Raspberry Rhubarb Muffins
These muffins are
bursting with juicy raspberries, tangy rhubarb and crunchy walnuts. A
sprinkling of oatmeal brown sugar topping adds just the right amount of
sweetness.
§ Prep Time: 10 minutes
§ Cook Time: 24 minutes
§ Total Time: 34 minutes
§ Yield: 12 muffins
Ingredients
For the topping:
§ 1/4
cup rolled oats
§ 1
tablespoon brown sugar
§ 1
1/2 teaspoons canola oil (or your favorite baking oil)

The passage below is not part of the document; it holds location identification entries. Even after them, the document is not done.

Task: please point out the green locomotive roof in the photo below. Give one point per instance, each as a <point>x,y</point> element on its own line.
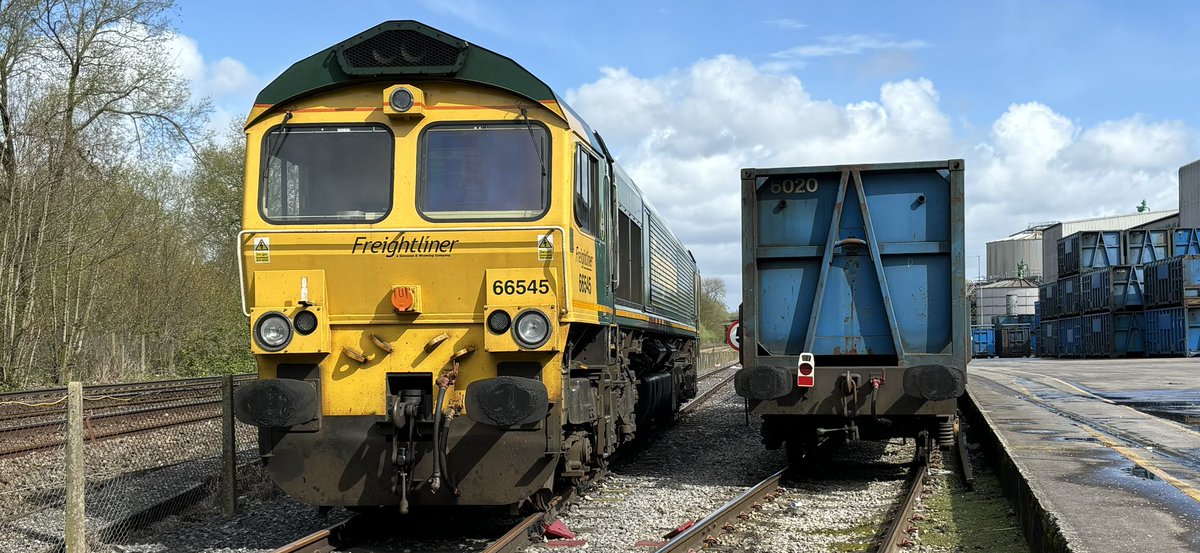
<point>402,49</point>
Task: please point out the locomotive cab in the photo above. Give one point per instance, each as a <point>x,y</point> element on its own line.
<point>429,262</point>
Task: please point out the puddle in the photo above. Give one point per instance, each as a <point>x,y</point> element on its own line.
<point>1073,438</point>
<point>1140,472</point>
<point>1179,406</point>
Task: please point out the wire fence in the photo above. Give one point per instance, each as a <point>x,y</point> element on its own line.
<point>142,456</point>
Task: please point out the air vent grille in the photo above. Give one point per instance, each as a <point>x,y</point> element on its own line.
<point>403,49</point>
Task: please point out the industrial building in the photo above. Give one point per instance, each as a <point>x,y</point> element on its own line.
<point>1019,263</point>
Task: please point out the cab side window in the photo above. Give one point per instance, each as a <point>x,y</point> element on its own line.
<point>587,175</point>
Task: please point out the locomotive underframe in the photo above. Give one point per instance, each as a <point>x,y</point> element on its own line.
<point>361,461</point>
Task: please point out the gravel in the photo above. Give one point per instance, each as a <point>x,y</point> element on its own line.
<point>694,467</point>
<point>125,475</point>
<point>839,504</point>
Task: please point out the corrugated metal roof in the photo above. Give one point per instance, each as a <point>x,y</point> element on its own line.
<point>1011,283</point>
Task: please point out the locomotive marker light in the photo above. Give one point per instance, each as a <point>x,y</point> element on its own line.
<point>733,336</point>
<point>403,101</point>
<point>498,322</point>
<point>804,377</point>
<point>305,323</point>
<point>273,331</point>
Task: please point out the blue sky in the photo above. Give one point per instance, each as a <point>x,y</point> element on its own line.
<point>1062,109</point>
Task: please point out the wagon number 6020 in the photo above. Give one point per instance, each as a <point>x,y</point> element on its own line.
<point>793,186</point>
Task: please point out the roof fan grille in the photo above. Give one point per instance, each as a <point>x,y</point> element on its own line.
<point>401,48</point>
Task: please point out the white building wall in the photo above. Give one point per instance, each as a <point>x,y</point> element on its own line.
<point>1189,194</point>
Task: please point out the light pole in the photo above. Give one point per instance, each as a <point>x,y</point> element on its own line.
<point>978,266</point>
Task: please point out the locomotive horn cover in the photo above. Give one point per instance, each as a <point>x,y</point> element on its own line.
<point>934,382</point>
<point>763,382</point>
<point>507,401</point>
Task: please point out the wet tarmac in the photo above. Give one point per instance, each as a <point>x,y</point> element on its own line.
<point>1110,448</point>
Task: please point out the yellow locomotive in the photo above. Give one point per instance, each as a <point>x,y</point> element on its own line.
<point>455,295</point>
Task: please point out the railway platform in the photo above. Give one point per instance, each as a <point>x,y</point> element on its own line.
<point>1102,455</point>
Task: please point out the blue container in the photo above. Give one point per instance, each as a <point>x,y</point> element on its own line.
<point>1116,288</point>
<point>1090,250</point>
<point>1068,296</point>
<point>1048,299</point>
<point>983,341</point>
<point>1173,282</point>
<point>855,264</point>
<point>1174,331</point>
<point>1013,340</point>
<point>1114,335</point>
<point>1048,340</point>
<point>1071,337</point>
<point>1186,241</point>
<point>1146,246</point>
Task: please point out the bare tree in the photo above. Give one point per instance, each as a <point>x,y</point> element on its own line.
<point>99,92</point>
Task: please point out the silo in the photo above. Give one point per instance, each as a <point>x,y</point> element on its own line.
<point>1189,194</point>
<point>1006,296</point>
<point>1015,257</point>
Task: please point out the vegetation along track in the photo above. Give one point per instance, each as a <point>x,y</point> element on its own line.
<point>35,420</point>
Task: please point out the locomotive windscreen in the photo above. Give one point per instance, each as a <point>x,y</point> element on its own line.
<point>324,174</point>
<point>484,172</point>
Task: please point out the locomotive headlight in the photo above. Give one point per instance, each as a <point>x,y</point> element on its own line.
<point>531,329</point>
<point>305,322</point>
<point>273,331</point>
<point>401,100</point>
<point>498,322</point>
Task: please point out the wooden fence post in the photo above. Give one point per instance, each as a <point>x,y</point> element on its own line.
<point>228,449</point>
<point>76,478</point>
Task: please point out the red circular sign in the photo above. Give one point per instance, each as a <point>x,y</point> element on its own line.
<point>732,336</point>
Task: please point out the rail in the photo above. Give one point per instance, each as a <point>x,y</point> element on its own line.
<point>322,541</point>
<point>898,536</point>
<point>720,521</point>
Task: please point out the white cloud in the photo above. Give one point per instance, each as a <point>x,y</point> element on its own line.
<point>684,134</point>
<point>849,44</point>
<point>785,23</point>
<point>226,82</point>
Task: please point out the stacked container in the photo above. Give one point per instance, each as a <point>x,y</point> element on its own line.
<point>1186,241</point>
<point>1090,250</point>
<point>1127,293</point>
<point>983,341</point>
<point>1173,295</point>
<point>1048,340</point>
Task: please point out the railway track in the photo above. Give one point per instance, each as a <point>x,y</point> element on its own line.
<point>36,420</point>
<point>714,529</point>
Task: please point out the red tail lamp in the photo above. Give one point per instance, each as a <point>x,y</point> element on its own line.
<point>804,374</point>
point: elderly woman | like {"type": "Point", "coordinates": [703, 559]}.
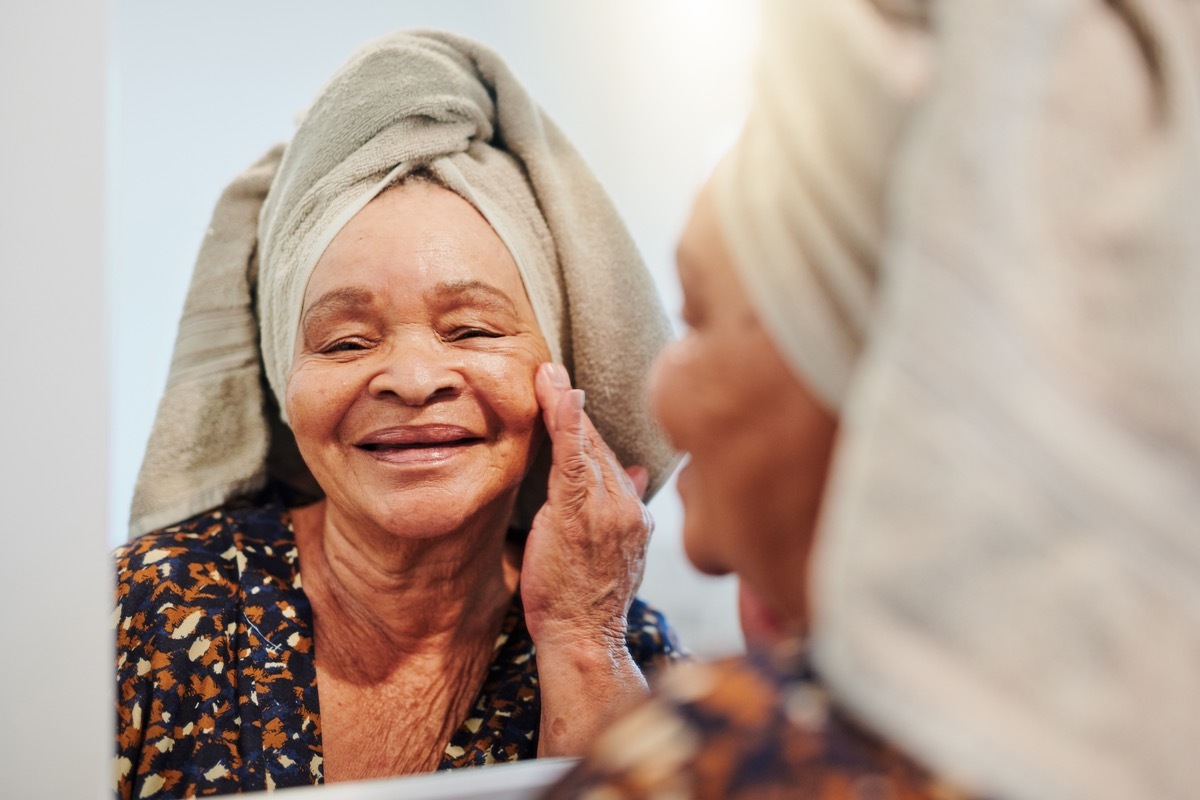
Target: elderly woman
{"type": "Point", "coordinates": [957, 240]}
{"type": "Point", "coordinates": [347, 576]}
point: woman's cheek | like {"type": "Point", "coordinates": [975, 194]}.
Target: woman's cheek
{"type": "Point", "coordinates": [670, 383]}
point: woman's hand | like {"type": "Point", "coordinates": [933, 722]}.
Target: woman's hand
{"type": "Point", "coordinates": [582, 565]}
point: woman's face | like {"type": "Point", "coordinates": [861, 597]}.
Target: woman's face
{"type": "Point", "coordinates": [759, 441]}
{"type": "Point", "coordinates": [411, 392]}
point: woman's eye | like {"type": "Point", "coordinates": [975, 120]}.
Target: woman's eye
{"type": "Point", "coordinates": [345, 346]}
{"type": "Point", "coordinates": [460, 334]}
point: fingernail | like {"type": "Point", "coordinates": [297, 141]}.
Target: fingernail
{"type": "Point", "coordinates": [558, 377]}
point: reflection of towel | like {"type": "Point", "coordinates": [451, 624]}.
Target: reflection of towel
{"type": "Point", "coordinates": [402, 101]}
{"type": "Point", "coordinates": [1007, 577]}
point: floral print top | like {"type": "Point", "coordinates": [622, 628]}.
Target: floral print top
{"type": "Point", "coordinates": [216, 677]}
{"type": "Point", "coordinates": [751, 728]}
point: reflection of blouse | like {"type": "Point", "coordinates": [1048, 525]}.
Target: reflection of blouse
{"type": "Point", "coordinates": [216, 679]}
{"type": "Point", "coordinates": [754, 727]}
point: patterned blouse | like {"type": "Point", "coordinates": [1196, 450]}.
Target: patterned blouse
{"type": "Point", "coordinates": [216, 677]}
{"type": "Point", "coordinates": [756, 727]}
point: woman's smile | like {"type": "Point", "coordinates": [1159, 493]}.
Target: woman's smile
{"type": "Point", "coordinates": [419, 445]}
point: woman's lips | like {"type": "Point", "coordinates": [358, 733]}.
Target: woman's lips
{"type": "Point", "coordinates": [418, 444]}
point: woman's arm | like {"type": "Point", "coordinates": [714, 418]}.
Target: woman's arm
{"type": "Point", "coordinates": [582, 565]}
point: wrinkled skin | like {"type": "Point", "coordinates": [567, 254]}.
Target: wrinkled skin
{"type": "Point", "coordinates": [419, 395]}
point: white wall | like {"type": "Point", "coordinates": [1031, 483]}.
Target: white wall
{"type": "Point", "coordinates": [54, 591]}
{"type": "Point", "coordinates": [649, 90]}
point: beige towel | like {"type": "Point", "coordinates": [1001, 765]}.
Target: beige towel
{"type": "Point", "coordinates": [1007, 577]}
{"type": "Point", "coordinates": [405, 101]}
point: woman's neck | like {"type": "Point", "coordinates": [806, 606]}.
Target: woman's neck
{"type": "Point", "coordinates": [390, 603]}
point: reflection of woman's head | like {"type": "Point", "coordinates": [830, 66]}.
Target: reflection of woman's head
{"type": "Point", "coordinates": [413, 102]}
{"type": "Point", "coordinates": [411, 391]}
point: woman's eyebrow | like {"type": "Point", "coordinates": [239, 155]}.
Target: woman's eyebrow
{"type": "Point", "coordinates": [475, 293]}
{"type": "Point", "coordinates": [335, 302]}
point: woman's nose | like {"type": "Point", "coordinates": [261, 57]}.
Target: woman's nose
{"type": "Point", "coordinates": [417, 371]}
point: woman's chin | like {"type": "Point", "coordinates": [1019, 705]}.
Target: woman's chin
{"type": "Point", "coordinates": [701, 549]}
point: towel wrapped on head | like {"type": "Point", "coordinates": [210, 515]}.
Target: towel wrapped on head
{"type": "Point", "coordinates": [417, 100]}
{"type": "Point", "coordinates": [971, 229]}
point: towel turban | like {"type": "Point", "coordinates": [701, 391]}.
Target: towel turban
{"type": "Point", "coordinates": [971, 228]}
{"type": "Point", "coordinates": [417, 100]}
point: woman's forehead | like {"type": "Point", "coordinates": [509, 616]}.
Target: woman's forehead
{"type": "Point", "coordinates": [426, 238]}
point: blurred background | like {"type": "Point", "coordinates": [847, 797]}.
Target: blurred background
{"type": "Point", "coordinates": [651, 91]}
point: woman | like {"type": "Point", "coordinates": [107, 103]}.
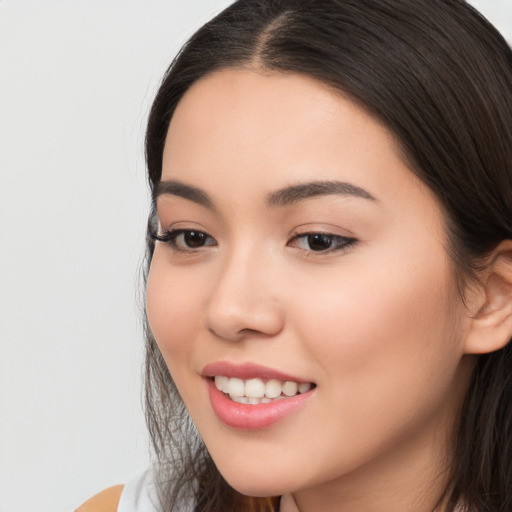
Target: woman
{"type": "Point", "coordinates": [329, 288]}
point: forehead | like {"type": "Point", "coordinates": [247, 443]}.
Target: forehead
{"type": "Point", "coordinates": [276, 119]}
{"type": "Point", "coordinates": [241, 133]}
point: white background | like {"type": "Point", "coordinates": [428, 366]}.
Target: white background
{"type": "Point", "coordinates": [76, 81]}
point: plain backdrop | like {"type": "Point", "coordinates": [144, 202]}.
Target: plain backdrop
{"type": "Point", "coordinates": [76, 81]}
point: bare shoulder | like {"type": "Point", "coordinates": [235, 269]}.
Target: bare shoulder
{"type": "Point", "coordinates": [105, 501]}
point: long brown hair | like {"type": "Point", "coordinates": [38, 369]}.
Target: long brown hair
{"type": "Point", "coordinates": [440, 77]}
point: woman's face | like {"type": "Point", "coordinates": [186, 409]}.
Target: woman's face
{"type": "Point", "coordinates": [299, 247]}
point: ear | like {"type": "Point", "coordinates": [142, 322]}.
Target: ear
{"type": "Point", "coordinates": [491, 324]}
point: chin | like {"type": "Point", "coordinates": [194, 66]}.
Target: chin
{"type": "Point", "coordinates": [256, 485]}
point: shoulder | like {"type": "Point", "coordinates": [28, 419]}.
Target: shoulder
{"type": "Point", "coordinates": [105, 501]}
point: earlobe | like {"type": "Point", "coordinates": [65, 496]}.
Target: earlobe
{"type": "Point", "coordinates": [491, 325]}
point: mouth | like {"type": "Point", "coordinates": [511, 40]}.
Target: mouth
{"type": "Point", "coordinates": [252, 397]}
{"type": "Point", "coordinates": [258, 391]}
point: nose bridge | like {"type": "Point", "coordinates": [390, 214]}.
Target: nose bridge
{"type": "Point", "coordinates": [245, 297]}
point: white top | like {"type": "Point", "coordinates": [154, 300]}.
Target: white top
{"type": "Point", "coordinates": [140, 495]}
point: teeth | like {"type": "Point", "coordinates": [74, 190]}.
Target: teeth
{"type": "Point", "coordinates": [222, 383]}
{"type": "Point", "coordinates": [257, 391]}
{"type": "Point", "coordinates": [254, 388]}
{"type": "Point", "coordinates": [290, 388]}
{"type": "Point", "coordinates": [236, 387]}
{"type": "Point", "coordinates": [273, 388]}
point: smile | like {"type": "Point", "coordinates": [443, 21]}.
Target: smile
{"type": "Point", "coordinates": [258, 391]}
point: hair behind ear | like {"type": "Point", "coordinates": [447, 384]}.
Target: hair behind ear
{"type": "Point", "coordinates": [491, 327]}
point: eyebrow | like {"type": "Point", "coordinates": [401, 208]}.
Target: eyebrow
{"type": "Point", "coordinates": [176, 188]}
{"type": "Point", "coordinates": [294, 194]}
{"type": "Point", "coordinates": [282, 197]}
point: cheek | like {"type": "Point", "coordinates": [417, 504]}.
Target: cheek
{"type": "Point", "coordinates": [171, 306]}
{"type": "Point", "coordinates": [388, 324]}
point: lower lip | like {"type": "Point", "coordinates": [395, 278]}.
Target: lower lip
{"type": "Point", "coordinates": [253, 417]}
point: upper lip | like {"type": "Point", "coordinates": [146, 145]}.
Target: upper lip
{"type": "Point", "coordinates": [246, 371]}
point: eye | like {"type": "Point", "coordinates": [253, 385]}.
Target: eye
{"type": "Point", "coordinates": [185, 240]}
{"type": "Point", "coordinates": [321, 242]}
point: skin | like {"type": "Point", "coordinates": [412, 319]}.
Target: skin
{"type": "Point", "coordinates": [377, 325]}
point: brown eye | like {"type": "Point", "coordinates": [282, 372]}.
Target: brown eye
{"type": "Point", "coordinates": [319, 242]}
{"type": "Point", "coordinates": [322, 242]}
{"type": "Point", "coordinates": [185, 240]}
{"type": "Point", "coordinates": [194, 239]}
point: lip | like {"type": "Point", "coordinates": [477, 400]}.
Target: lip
{"type": "Point", "coordinates": [246, 371]}
{"type": "Point", "coordinates": [245, 416]}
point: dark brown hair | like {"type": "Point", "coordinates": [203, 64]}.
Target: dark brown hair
{"type": "Point", "coordinates": [440, 77]}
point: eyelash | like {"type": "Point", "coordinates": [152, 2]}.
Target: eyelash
{"type": "Point", "coordinates": [341, 243]}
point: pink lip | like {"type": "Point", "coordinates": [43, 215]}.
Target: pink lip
{"type": "Point", "coordinates": [246, 371]}
{"type": "Point", "coordinates": [245, 416]}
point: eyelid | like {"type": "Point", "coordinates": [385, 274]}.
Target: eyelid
{"type": "Point", "coordinates": [169, 237]}
{"type": "Point", "coordinates": [343, 242]}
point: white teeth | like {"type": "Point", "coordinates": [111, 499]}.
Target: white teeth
{"type": "Point", "coordinates": [254, 388]}
{"type": "Point", "coordinates": [221, 383]}
{"type": "Point", "coordinates": [257, 391]}
{"type": "Point", "coordinates": [236, 387]}
{"type": "Point", "coordinates": [303, 387]}
{"type": "Point", "coordinates": [273, 388]}
{"type": "Point", "coordinates": [290, 388]}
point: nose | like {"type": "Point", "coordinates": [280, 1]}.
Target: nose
{"type": "Point", "coordinates": [245, 300]}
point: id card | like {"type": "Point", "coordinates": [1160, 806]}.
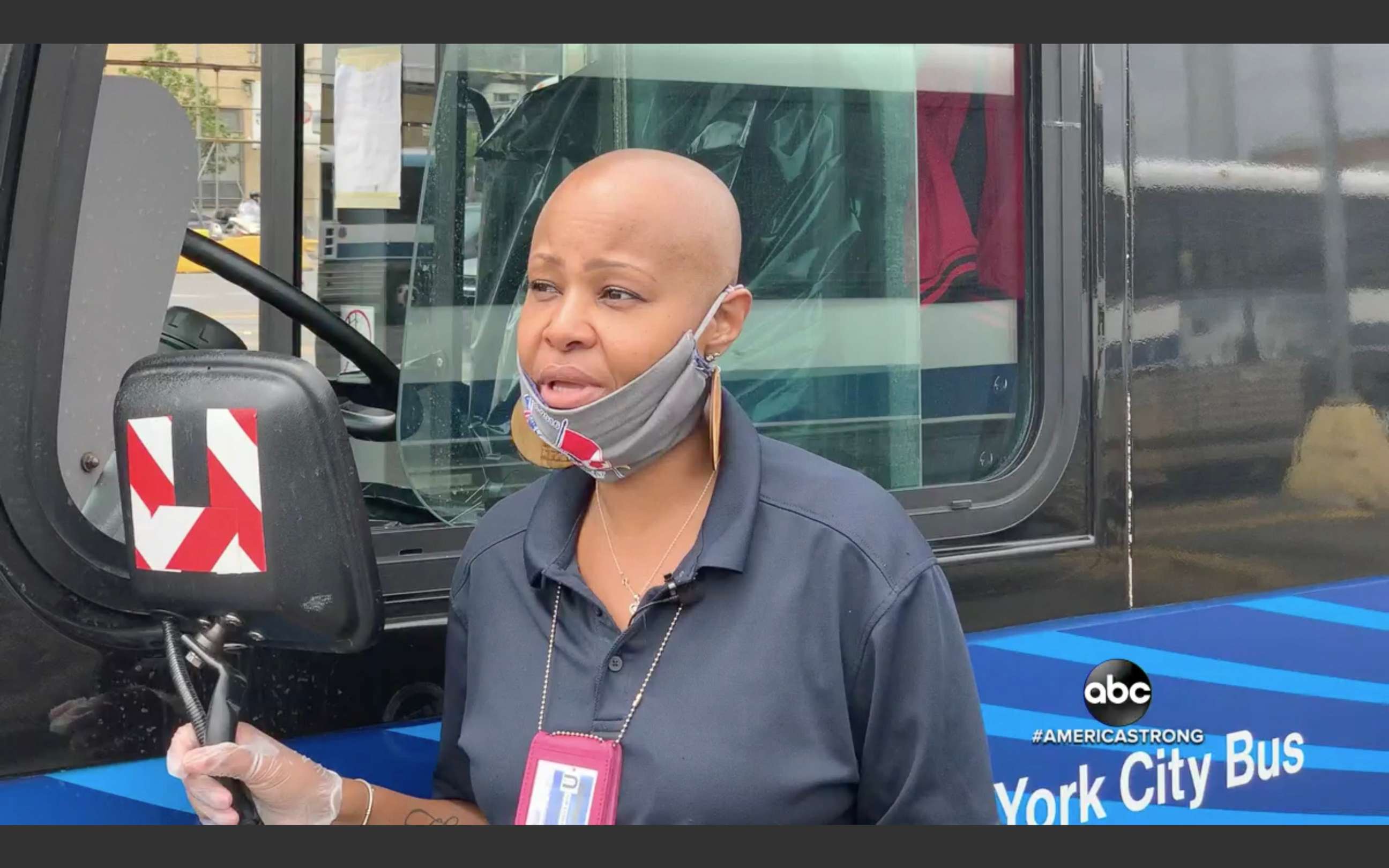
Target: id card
{"type": "Point", "coordinates": [570, 781]}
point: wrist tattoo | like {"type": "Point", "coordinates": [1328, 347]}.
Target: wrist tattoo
{"type": "Point", "coordinates": [421, 817]}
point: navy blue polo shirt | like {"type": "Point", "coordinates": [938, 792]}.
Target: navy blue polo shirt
{"type": "Point", "coordinates": [817, 674]}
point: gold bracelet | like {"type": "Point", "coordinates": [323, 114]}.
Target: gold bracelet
{"type": "Point", "coordinates": [371, 798]}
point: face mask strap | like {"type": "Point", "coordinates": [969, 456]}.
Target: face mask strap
{"type": "Point", "coordinates": [714, 308]}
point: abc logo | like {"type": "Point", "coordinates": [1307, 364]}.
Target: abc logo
{"type": "Point", "coordinates": [1117, 693]}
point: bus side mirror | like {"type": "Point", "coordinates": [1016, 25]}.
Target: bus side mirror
{"type": "Point", "coordinates": [242, 499]}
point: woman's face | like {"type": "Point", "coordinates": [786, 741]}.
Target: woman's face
{"type": "Point", "coordinates": [608, 295]}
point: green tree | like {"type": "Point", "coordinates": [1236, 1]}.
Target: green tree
{"type": "Point", "coordinates": [200, 104]}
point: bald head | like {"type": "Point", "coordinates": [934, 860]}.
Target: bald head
{"type": "Point", "coordinates": [627, 256]}
{"type": "Point", "coordinates": [676, 209]}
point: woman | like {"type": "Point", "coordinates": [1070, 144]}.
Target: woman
{"type": "Point", "coordinates": [693, 623]}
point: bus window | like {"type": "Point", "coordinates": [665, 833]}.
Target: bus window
{"type": "Point", "coordinates": [216, 87]}
{"type": "Point", "coordinates": [883, 200]}
{"type": "Point", "coordinates": [357, 252]}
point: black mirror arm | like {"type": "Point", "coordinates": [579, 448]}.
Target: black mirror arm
{"type": "Point", "coordinates": [296, 304]}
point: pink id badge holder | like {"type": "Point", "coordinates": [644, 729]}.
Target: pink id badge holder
{"type": "Point", "coordinates": [570, 781]}
{"type": "Point", "coordinates": [573, 778]}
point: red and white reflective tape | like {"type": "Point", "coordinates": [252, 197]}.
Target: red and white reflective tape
{"type": "Point", "coordinates": [226, 536]}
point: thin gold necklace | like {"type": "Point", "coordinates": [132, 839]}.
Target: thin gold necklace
{"type": "Point", "coordinates": [637, 597]}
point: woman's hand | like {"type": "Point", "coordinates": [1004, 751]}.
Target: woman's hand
{"type": "Point", "coordinates": [287, 787]}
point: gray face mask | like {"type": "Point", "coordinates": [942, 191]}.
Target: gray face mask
{"type": "Point", "coordinates": [635, 424]}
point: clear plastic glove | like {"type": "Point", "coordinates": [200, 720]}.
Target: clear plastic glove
{"type": "Point", "coordinates": [287, 787]}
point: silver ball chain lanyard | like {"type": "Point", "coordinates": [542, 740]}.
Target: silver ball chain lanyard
{"type": "Point", "coordinates": [573, 778]}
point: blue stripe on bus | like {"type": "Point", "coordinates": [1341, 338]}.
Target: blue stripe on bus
{"type": "Point", "coordinates": [1369, 594]}
{"type": "Point", "coordinates": [1246, 634]}
{"type": "Point", "coordinates": [1084, 649]}
{"type": "Point", "coordinates": [49, 800]}
{"type": "Point", "coordinates": [1321, 610]}
{"type": "Point", "coordinates": [146, 781]}
{"type": "Point", "coordinates": [1309, 791]}
{"type": "Point", "coordinates": [420, 731]}
{"type": "Point", "coordinates": [1166, 814]}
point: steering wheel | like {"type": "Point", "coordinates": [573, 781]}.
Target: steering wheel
{"type": "Point", "coordinates": [365, 423]}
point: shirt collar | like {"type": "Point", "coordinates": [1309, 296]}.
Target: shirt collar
{"type": "Point", "coordinates": [727, 534]}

For the raspberry rhubarb muffins:
§ 2
cups spelt flour (or sub all purpose-flour)
§ 1/3
cup brown sugar
§ 2
teaspoons baking powder
§ 1/2
teaspoon salt
§ 1/4
teaspoon ground nutmeg
§ 1
cup unflavored, unsweetened soy or almond milk
§ 1/3
cup canola oil (or whatever oil you used for the topping)
§ 1
teaspoon vanilla extract
§ 1
1/2 cups fresh raspberries
§ 1
cup finely chopped rhubarb, fresh or frozen and thawed
§ 1/2
cup chopped walnuts
Instructions
1.
Preheat oven to 375°F. Line a 12 cup muffin tin with papers.
2.
Stir all of the topping ingredients together in a small bowl and
set aside.
3.
In a large mixing bowl, stir together the flour, brown sugar,
baking powder, salt and nutmeg. In a separate, smaller bowl, stir together the
milk, oil and vanilla. Pour the milk mixture into the bowl with the flour
mixture and stir just until blended, being careful not to overmix. Carefully
fold in the raspberries, rhubarb and nuts.
4.
Divide the mixture into the lined muffin cups. The cups should
be very full, but not overflowing. Sprinkle the tops with the oat topping.
5.
Bake for 22-24 minutes, or until the muffins are lightly browned
on the tops and a toothpick inserted into the center of a muffin comes out
clean.
6.
Transfer the muffins to a cooling rack and allow to cool
completely before removing from tins.